An address in memory. Points to somewhere! :-)
Yes, you're right, both in terms of speed and memory.
Pointers almost always take up more bytes than your standard int and, especially, bool and char data types. On modern machines pointers typically are 8 bytes while char is almost always just 1 byte.
In this example, accessing the the char and bool from Foo requires more machine instructions than accessing from Bar:
struct Foo
{
char * c; // single character
bool * b; // single bool
};
struct Bar
{
char c;
bool b;
};
... And if we decide to make some arrays, then the size of the arrays of Foo would be 8 times larger - and the code is more spread-apart so this means you'll end up having a lot more cache misses.
#include <vector>
int main()
{
int size = 1000000;
std::vector<Foo> foo(size);
std::vector<Bar> bar(size);
return 0;
}
As dmckee pointed out, a single copy of a one-byte bool and a single copy of a pointer are just as fast:
bool num1, num2,* p1, * p2;
num1 = num2; // this takes one clock cycle
p1 = p2; // this takes another
As dmckee said, this is true when you're using a 64-bit architecture.

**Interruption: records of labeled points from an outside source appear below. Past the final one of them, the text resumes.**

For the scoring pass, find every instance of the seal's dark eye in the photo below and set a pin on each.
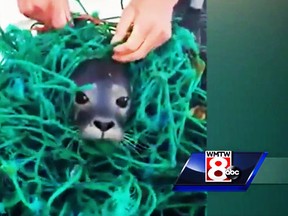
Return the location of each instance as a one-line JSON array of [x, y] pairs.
[[122, 102], [81, 98]]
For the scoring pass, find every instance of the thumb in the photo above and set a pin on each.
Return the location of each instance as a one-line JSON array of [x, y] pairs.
[[126, 21]]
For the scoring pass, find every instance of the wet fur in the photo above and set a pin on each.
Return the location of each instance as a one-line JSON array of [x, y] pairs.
[[110, 82]]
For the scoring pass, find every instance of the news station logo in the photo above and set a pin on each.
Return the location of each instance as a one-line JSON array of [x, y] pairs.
[[219, 168], [219, 171]]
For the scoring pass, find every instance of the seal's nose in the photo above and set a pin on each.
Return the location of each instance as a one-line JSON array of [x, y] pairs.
[[103, 126]]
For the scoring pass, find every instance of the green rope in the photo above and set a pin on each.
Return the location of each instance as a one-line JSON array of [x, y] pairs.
[[46, 168]]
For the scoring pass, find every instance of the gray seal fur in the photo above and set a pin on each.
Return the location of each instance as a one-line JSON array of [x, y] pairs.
[[101, 112]]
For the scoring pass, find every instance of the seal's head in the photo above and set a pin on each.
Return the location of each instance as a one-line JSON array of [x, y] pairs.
[[101, 112]]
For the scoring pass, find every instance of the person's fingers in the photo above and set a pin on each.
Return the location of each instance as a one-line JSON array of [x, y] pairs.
[[150, 42], [134, 41], [125, 22], [59, 15], [34, 10]]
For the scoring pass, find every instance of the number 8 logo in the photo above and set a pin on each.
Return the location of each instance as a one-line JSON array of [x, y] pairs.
[[215, 168]]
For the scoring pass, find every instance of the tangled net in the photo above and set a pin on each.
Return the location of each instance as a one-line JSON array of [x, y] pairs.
[[47, 169]]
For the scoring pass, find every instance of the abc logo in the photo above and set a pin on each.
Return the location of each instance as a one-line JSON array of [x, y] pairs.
[[232, 172]]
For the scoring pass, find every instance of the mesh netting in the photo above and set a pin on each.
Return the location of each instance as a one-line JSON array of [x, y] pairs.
[[47, 169]]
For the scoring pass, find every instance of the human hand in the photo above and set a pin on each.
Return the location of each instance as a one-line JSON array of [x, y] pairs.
[[52, 13], [151, 22]]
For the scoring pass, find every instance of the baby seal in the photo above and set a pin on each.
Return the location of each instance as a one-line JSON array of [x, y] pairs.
[[101, 112]]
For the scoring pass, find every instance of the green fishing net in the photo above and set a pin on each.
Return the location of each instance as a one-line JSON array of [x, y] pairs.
[[45, 166]]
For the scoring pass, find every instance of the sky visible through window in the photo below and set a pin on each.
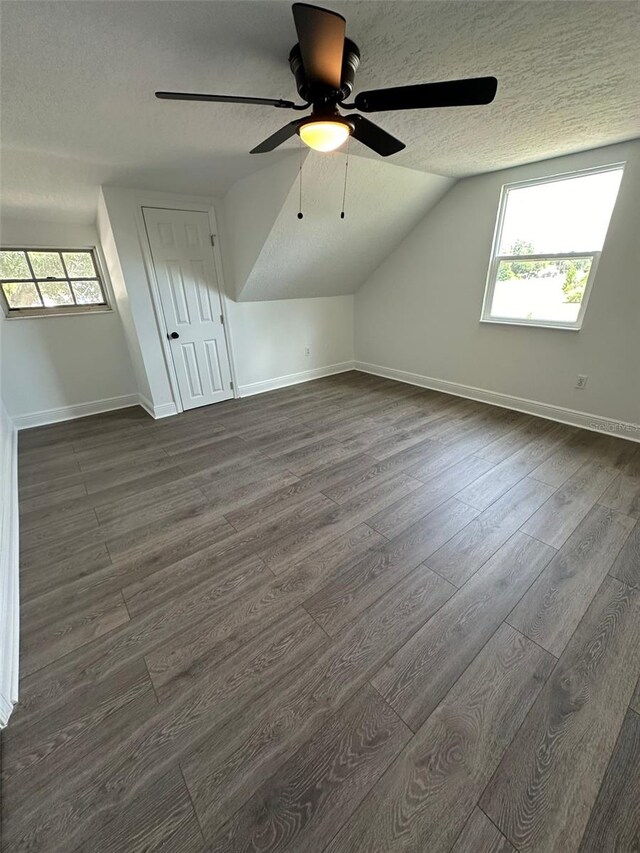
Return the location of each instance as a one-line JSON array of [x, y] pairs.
[[570, 215], [565, 216]]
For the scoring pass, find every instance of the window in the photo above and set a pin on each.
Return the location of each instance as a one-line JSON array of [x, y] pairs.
[[50, 281], [548, 241]]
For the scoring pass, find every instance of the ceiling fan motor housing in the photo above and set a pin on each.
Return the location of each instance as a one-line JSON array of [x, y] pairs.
[[318, 94]]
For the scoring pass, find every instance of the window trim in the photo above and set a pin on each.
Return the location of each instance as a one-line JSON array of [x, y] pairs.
[[59, 310], [486, 316]]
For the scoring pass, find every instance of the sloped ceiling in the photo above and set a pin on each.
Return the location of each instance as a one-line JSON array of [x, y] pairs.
[[78, 80], [322, 254]]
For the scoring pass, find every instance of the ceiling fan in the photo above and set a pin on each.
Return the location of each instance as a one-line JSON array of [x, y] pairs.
[[324, 64]]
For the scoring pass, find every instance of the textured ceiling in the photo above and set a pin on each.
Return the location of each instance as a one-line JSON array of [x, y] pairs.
[[322, 254], [78, 80]]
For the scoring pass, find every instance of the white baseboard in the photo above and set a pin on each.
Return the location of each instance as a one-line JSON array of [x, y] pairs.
[[165, 410], [597, 423], [293, 379], [9, 593], [79, 410]]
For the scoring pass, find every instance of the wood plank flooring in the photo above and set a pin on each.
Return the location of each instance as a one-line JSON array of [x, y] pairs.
[[350, 615]]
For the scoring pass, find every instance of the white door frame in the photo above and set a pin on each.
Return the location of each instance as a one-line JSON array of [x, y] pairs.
[[169, 201]]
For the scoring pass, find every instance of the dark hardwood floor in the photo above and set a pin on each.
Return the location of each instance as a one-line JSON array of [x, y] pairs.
[[350, 615]]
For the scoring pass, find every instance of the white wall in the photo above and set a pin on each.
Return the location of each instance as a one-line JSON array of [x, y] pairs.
[[420, 311], [322, 254], [53, 363], [248, 213], [270, 338], [9, 562]]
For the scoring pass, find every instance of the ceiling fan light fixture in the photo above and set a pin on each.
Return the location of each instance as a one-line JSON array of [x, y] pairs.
[[325, 135]]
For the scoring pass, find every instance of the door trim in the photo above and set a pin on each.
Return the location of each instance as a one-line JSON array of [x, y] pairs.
[[167, 202]]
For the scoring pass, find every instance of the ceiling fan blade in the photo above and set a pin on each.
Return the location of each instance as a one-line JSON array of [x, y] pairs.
[[321, 38], [224, 99], [375, 137], [277, 138], [453, 93]]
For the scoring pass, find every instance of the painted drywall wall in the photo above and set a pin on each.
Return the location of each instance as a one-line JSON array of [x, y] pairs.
[[54, 363], [270, 338], [250, 209], [420, 311], [9, 562], [323, 254]]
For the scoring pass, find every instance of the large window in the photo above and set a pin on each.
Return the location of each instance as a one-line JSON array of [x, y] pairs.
[[548, 241], [50, 281]]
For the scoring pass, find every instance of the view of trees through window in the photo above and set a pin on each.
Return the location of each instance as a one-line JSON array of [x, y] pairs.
[[550, 238], [33, 280]]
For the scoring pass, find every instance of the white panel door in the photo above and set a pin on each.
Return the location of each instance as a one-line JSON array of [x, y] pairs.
[[185, 270]]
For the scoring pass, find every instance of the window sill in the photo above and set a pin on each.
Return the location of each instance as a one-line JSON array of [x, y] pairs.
[[530, 324], [39, 315]]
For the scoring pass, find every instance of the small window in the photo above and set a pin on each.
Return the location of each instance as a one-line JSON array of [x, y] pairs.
[[547, 246], [50, 281]]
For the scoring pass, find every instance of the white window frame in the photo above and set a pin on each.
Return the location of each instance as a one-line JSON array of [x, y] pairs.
[[487, 316], [60, 310]]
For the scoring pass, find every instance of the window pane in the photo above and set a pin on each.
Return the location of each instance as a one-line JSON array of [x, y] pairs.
[[55, 293], [79, 264], [46, 264], [540, 290], [21, 294], [14, 265], [87, 292], [569, 215]]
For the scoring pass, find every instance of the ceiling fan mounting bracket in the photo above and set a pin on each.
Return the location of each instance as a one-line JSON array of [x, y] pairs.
[[318, 93]]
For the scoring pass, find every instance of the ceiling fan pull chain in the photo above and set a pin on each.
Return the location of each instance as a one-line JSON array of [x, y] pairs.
[[300, 214], [346, 171]]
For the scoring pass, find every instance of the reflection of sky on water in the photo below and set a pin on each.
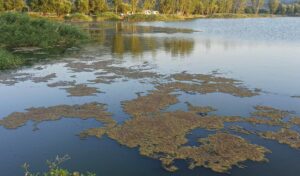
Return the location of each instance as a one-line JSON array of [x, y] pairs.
[[269, 62]]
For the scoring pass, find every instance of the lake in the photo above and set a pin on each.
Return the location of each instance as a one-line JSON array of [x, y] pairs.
[[259, 59]]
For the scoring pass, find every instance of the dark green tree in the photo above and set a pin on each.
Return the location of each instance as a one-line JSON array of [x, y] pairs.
[[81, 6], [96, 6]]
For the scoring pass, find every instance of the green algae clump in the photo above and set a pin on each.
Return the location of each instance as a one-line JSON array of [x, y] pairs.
[[82, 90], [270, 112], [37, 115], [149, 104], [284, 136]]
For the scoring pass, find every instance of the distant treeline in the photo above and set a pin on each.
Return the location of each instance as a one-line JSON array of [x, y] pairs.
[[183, 7]]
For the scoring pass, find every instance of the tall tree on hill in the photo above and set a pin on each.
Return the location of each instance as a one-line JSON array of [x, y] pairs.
[[225, 6], [257, 4], [239, 6], [82, 6], [62, 7], [273, 5], [168, 6], [97, 6]]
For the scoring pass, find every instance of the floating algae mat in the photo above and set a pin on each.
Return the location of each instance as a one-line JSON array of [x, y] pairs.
[[162, 135], [142, 100]]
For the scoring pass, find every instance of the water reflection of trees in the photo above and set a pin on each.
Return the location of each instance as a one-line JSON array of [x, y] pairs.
[[179, 47], [136, 40]]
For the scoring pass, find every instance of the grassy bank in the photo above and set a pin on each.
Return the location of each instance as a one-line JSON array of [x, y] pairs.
[[20, 30], [9, 61]]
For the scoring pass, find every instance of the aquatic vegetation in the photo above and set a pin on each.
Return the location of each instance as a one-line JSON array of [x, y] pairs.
[[44, 78], [206, 88], [62, 84], [11, 78], [240, 129], [295, 120], [269, 112], [105, 79], [201, 110], [221, 151], [203, 78], [284, 136], [78, 17], [149, 104], [81, 90], [84, 67], [37, 115]]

However, copying of arrays of ints, bools and chars can be much faster, because we can squeeze multiples of them onto each register:
#include <iostream>
int main ()
{
const int n_elements = 100000 * sizeof(int64_t);
bool A[n_elements];
bool B[n_elements];
int64_t * A_fast = (int64_t *) A;
int64_t * B_fast = (int64_t *) B;
const int n_quick_elements = n_elements / sizeof(int64_t);
for (int i = 0; i < 10000; ++i)
for (int j = 0; j < n_quick_elements; ++j)
A_fast[j] = B_fast[j];
return 0;
}
The STL containers and other good libraries do this sort of thing for us, using type_traits (is_trivially_copyable) and std::memcopy. Using pointers under the false guise that they're always just as fast can prevent those libraries from optimising.
Conclusion: It may seem obvious with these examples, but only use pointers/references on basic data types when you need to take/give access to the original object.